I ran the Marine Corps Marathon yesterday and can now confirm that Hitting the Wall is a real phenomenon. I finished about 5 minutes faster than I did in Chicago (2000), but I was really hoping to break 4:30. Everything was going great through the halfway point (2:11:48 - 10:04 mpm) when a few doubts started to creep into my head. I’m only halfway? I gotta do this again? Somehow I was able to make it through to mile 17 at 2:55:30 (10:19 mpm) before things really fell apart. I remember it clearly yesterday and it seemed to be an instant replay from Chicago. I started thinking about how much further I had to go and how tired I already was. Then I think, well, maybe I need to rest up so I can finish strong, huh? Maybe I should walk through the next water break - that won’t be such a bad thing, right? And then the next thing I know, I’m walking more than I’m running. Once I start walking, I’m done. The key is not to think about how much further you have to go, but rather to take it one step at a time, but that’s obviously easier said than done. The marathon is not a rational thing - if you think about it and you let your rational mind make decisions for you, you’ll never accomplish your goal.

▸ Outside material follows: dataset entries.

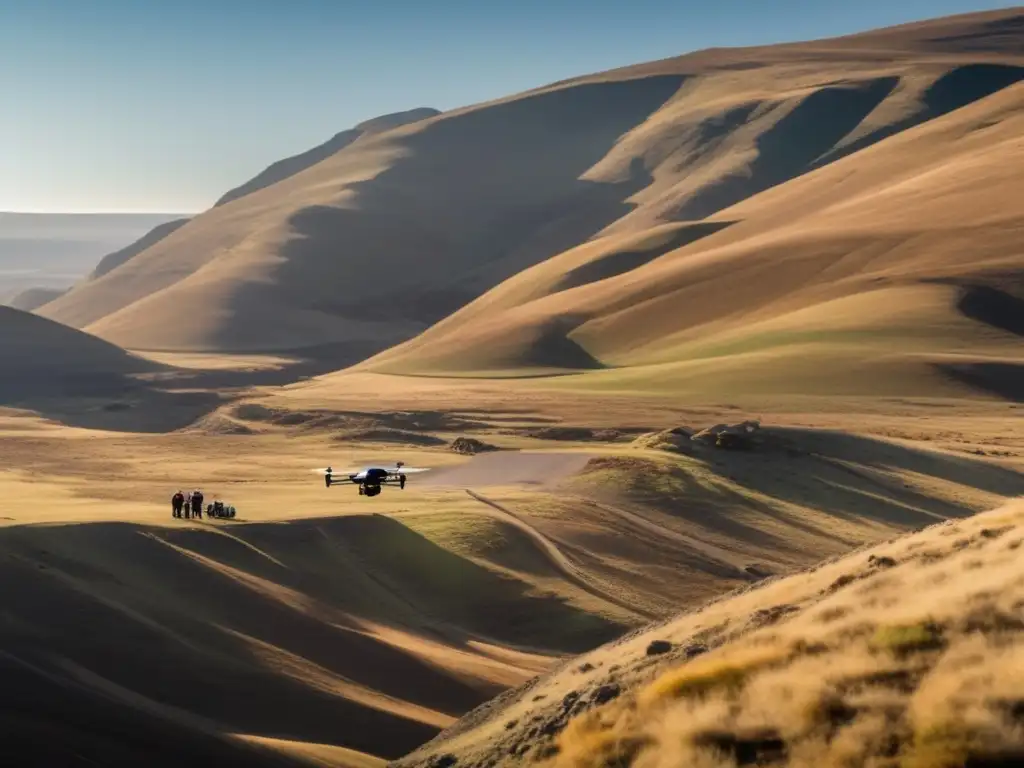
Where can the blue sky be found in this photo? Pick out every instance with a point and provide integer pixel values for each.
(165, 104)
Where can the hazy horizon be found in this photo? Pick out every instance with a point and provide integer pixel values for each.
(127, 108)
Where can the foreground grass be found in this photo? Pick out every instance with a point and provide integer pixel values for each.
(911, 655)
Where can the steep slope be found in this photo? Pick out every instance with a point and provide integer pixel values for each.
(907, 653)
(853, 278)
(397, 230)
(116, 259)
(290, 166)
(40, 356)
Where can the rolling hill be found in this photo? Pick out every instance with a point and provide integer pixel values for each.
(52, 251)
(905, 653)
(42, 357)
(894, 269)
(397, 230)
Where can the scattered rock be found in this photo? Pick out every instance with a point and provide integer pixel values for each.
(470, 445)
(729, 436)
(657, 647)
(606, 693)
(676, 440)
(694, 650)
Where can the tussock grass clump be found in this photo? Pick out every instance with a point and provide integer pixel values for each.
(902, 639)
(899, 681)
(711, 674)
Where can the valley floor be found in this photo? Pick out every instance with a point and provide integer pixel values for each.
(330, 629)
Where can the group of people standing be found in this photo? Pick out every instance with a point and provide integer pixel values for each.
(190, 505)
(187, 505)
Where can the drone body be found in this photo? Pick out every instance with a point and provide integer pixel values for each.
(371, 479)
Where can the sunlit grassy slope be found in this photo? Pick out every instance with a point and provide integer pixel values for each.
(397, 230)
(893, 270)
(904, 654)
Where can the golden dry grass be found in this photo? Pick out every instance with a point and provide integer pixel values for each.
(905, 654)
(821, 289)
(458, 203)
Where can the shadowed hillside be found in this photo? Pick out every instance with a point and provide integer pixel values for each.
(853, 279)
(370, 632)
(907, 653)
(39, 354)
(116, 259)
(290, 166)
(448, 207)
(34, 298)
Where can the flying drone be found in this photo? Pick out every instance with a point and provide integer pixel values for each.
(371, 479)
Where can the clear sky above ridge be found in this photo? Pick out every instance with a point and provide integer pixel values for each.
(165, 104)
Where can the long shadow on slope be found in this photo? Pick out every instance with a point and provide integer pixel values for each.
(957, 88)
(840, 475)
(463, 208)
(862, 478)
(620, 262)
(228, 625)
(104, 400)
(1004, 380)
(47, 720)
(791, 146)
(992, 306)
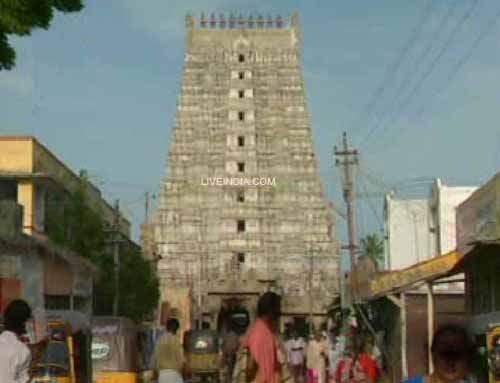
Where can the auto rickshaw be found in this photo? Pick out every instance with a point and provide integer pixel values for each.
(115, 350)
(66, 358)
(203, 354)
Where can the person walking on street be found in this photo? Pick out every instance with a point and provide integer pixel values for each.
(169, 357)
(357, 366)
(16, 356)
(263, 359)
(452, 354)
(230, 347)
(317, 355)
(296, 350)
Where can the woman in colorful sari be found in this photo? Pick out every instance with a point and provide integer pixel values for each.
(263, 362)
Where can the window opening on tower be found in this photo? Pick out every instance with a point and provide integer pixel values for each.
(241, 226)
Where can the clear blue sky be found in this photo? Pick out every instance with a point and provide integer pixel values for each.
(99, 89)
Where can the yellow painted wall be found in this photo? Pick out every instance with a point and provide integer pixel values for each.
(16, 155)
(45, 162)
(26, 198)
(27, 155)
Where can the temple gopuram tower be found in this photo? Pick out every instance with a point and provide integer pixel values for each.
(242, 208)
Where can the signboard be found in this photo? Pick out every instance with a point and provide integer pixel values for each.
(478, 217)
(100, 350)
(433, 268)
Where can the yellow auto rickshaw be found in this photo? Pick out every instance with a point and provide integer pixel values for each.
(115, 350)
(203, 354)
(66, 358)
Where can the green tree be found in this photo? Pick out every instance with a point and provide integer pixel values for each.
(20, 17)
(373, 247)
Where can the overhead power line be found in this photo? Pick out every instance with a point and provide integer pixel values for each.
(395, 66)
(488, 28)
(413, 70)
(396, 113)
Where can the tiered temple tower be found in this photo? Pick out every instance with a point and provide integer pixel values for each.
(242, 116)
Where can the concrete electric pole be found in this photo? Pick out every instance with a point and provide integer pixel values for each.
(348, 159)
(116, 256)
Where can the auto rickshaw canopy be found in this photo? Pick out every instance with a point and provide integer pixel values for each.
(115, 346)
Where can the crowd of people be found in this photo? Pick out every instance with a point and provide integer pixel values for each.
(268, 357)
(328, 358)
(262, 355)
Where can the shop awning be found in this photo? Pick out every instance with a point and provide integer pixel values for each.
(426, 271)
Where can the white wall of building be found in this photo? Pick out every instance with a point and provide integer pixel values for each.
(417, 230)
(445, 200)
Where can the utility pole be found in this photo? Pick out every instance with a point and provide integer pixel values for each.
(311, 273)
(348, 159)
(116, 256)
(146, 209)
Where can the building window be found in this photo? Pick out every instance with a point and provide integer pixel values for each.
(240, 257)
(80, 303)
(57, 302)
(241, 226)
(240, 195)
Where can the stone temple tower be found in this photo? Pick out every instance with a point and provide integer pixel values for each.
(242, 208)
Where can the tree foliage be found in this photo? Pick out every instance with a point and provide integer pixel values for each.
(73, 223)
(20, 17)
(373, 247)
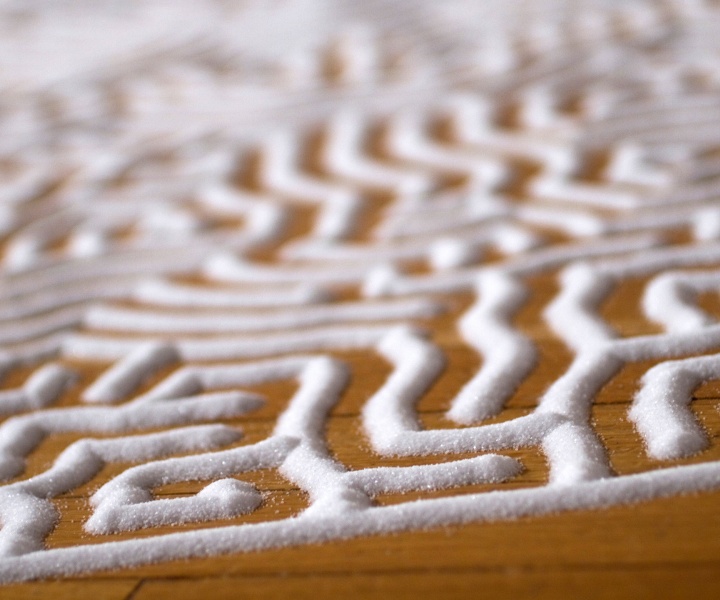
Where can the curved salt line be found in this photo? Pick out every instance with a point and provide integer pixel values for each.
(264, 220)
(382, 520)
(28, 514)
(22, 434)
(41, 389)
(125, 503)
(343, 154)
(122, 319)
(668, 300)
(508, 355)
(661, 412)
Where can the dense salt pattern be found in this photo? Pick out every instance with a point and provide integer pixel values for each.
(247, 216)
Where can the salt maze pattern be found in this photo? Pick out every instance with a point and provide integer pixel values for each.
(216, 220)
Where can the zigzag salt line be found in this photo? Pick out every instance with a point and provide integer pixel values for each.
(145, 321)
(508, 356)
(22, 434)
(407, 140)
(343, 153)
(661, 258)
(381, 520)
(28, 514)
(389, 416)
(340, 206)
(660, 410)
(123, 377)
(321, 380)
(669, 300)
(382, 282)
(572, 313)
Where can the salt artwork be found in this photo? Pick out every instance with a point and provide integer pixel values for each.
(152, 156)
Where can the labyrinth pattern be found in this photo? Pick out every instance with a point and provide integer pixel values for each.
(217, 219)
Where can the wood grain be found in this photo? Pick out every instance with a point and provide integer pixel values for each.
(663, 548)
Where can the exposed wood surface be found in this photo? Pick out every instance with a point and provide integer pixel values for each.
(664, 548)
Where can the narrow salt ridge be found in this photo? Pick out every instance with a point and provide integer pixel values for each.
(166, 293)
(391, 423)
(123, 319)
(233, 269)
(407, 139)
(344, 155)
(41, 389)
(505, 237)
(68, 260)
(340, 206)
(508, 355)
(97, 347)
(669, 299)
(22, 434)
(381, 282)
(661, 412)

I’m still quite happy with finishing. I’m sore all over, but in that satisfying kinda way. I was able to take the train home yesterday and even made it to work today. And unlike 2000, I’m motivated to keep running, although I’m going to stay away from marathoning for a while. My left brain isn’t ready for it.
Comments from old site
Metaphor of life
Hi Vinu, Congratulations on the race. I fully agree with everything you said. You know what I thought about the Marathon that I ran in Chicago... it is really a metaphor of life... just like you said taking things step by step. I saw an advertisement of the Boston Marathon I think that went something like this... there is nothing you can't learn about yourself that you can't learn in 26.2 miles. I was really amazed at the diversity of people who were runnng. There were people who really looked out of shape running at a significantly faster pace that I could imagine they could run. I remember a guy dressed up in a clown suit passing me up and the two guys that ran with me most of the way. One of the guys said "we can't let a clown pass us" to which the other replied "oh yes we can." I do agree that the marathon takes a lot out of you both mentally and physically. My knees still ache a bit when I run. I don't know though, it can certainly be addictive. I look forward to seeing you to talk about our marathon experiences.
Dileep Nair 2003-11-07 19:01:46Love the clown story
It's funny - Harish and I had the same "metaphor for life" conversation when we were running together in Indianapolis last weekend.